Kitap Sayfası: 360
Yazar: Betül GÜÇLÜ
Alıntı:
“Aşk; diğer tüm bedensel olaylar gibi, tamamen biyokimyasal bir süreçten ibarettir ve soyut olan bir anlam taşımaz.”
Herkese merhaba arkadaşlar. Uzun bir aradan sonra yeniden sizlerleyim. Nasılsınız? Hayat nasıl geçiyor? Dışarıda mısınız yoksa benim gibi evde takılanlardan mı? Havalarda çok sıcak, dışarıya çıkmak da tam bir işkencedir. Sizlerle bayadır yazı paylaşamıyordum, evet. Neden mi? Tabi ki son okuduğum kitap yüzünden. O kadar sıkıcıydı ki bir ayda bitirebildim. O kitabın adı “Hekate’nin Kızları”ydı. Herkes Instagram ortamında çok beğendiğini dile getirmiş. Durum böyle olunca sorun bende mi diye düşünmedim değil. Kısacası bu kitapla imtihanım bitince yeni kitaba başlayabildim. Sizlere bugün anlatacağım kitabın adı “Yalancı Aşklar Sokağı”. Toplam üç gün içerisinde bitiriverdim. Bu kadar hızlı olmamın sebebi hem kitap güzeldi hemde artık sizlerle yazı paylaşma zamanımın gelmiş olmasıydı. Şimdi kitabı yorumlamaya geçelim.

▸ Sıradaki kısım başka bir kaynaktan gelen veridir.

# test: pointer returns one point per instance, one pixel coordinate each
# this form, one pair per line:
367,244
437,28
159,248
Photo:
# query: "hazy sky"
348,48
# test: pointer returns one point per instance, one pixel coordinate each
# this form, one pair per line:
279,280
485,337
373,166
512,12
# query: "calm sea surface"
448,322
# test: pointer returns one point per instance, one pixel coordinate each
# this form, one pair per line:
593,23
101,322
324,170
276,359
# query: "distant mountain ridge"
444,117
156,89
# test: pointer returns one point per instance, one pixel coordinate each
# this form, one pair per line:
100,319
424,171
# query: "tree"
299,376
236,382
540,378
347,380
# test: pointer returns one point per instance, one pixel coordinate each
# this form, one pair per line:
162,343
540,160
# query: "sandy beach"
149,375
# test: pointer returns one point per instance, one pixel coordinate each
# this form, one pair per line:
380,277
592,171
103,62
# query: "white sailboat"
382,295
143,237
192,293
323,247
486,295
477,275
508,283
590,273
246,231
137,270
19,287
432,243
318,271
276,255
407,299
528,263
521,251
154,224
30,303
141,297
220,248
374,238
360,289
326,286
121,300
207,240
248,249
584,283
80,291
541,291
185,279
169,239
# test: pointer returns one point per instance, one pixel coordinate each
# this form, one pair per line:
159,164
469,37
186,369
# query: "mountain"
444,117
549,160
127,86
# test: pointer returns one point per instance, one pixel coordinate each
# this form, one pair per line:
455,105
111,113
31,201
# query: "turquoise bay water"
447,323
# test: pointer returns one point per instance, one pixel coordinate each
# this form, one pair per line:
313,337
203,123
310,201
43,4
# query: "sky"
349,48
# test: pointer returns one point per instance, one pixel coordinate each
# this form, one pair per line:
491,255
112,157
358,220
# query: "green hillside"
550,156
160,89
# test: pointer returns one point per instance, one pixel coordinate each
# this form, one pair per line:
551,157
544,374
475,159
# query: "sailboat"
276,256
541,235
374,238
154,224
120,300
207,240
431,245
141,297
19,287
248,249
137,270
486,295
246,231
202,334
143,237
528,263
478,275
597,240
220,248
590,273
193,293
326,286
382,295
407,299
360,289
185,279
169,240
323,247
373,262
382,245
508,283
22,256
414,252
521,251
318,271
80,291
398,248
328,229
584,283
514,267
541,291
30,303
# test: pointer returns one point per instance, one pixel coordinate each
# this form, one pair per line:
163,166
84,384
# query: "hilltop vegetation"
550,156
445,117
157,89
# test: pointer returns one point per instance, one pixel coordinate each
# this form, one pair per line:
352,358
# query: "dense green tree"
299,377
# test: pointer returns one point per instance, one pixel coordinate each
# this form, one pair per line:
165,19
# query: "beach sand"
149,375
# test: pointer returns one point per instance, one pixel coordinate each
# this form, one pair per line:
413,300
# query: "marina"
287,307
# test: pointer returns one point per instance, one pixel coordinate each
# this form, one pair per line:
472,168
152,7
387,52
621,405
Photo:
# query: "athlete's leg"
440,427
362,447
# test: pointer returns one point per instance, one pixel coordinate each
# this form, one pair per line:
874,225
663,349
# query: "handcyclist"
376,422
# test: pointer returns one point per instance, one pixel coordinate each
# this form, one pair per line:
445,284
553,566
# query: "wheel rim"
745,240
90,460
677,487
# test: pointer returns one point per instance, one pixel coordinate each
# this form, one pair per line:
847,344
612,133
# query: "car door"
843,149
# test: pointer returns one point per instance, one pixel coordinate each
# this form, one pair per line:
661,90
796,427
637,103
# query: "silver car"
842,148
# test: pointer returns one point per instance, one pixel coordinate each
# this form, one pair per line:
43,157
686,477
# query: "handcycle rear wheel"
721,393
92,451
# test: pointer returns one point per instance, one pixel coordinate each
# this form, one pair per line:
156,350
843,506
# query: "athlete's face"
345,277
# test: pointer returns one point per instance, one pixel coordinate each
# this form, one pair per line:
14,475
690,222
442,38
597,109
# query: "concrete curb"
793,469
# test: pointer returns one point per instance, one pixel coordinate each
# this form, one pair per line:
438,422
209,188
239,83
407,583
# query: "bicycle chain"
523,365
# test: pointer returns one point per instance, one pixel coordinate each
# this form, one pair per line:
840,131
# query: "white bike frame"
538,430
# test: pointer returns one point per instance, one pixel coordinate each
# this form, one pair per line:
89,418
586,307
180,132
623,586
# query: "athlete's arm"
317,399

İlk olarak kitabın konusuna hafif değinmekle başlayacağım: Kitabımızın baş kahramanı olan Mısra Sezgin, iki kardeşi ve babaannesiyle hayata tutunmaya çalışan genç bir kızdır. Erkek kardeşinin yaptığı araba kazasıyla kendisini evlilik oyununun içinde bulur. Tabiki kitabın olmazsa olmazı bu oyunun içinde yakışıklı kahramanımız Kerem’de olacaktır. Ufak bir oyunla başlayan bu kitap bir aile geçindirmenin zorluklarını gözler önüne sererek, aşk maceralarına doğru yol almaktadır. Aslına kitaba genel olarak baktığımızda klasik bir Betül Güçlü temasıyla karşılıyorsunuz. Yanlış anlaşılmasın Betül Güçlü’nün kitaplarını çok severim. Aile ve aşkı harmanlayıp, mutlu sonlarla bitirdiği kitap temalarını kendisine çok yakıştırıyorum. Özellikle her kitabında olduğu gibi bu kitabında da kötü olaylara yer vermeyip, her şeyi hızlı bir biçimde geliştirmesi kitabın konusunu sıradanlıktan uzaklaştırıp, sizlerin tahminlerinizin ötesine çıkartıyor. İşte bundan dolayı Betül Güçlü’yü seviyorum. En sıradan konuları bile göz alıcı kılabiliyor. Kitabı okurken abartmadan aralara serpiştirilmiş hafif duygusal olaylar, Mısra’nın gündelik yaşamdan bir kız olabileceğini daha çok belirtiyor.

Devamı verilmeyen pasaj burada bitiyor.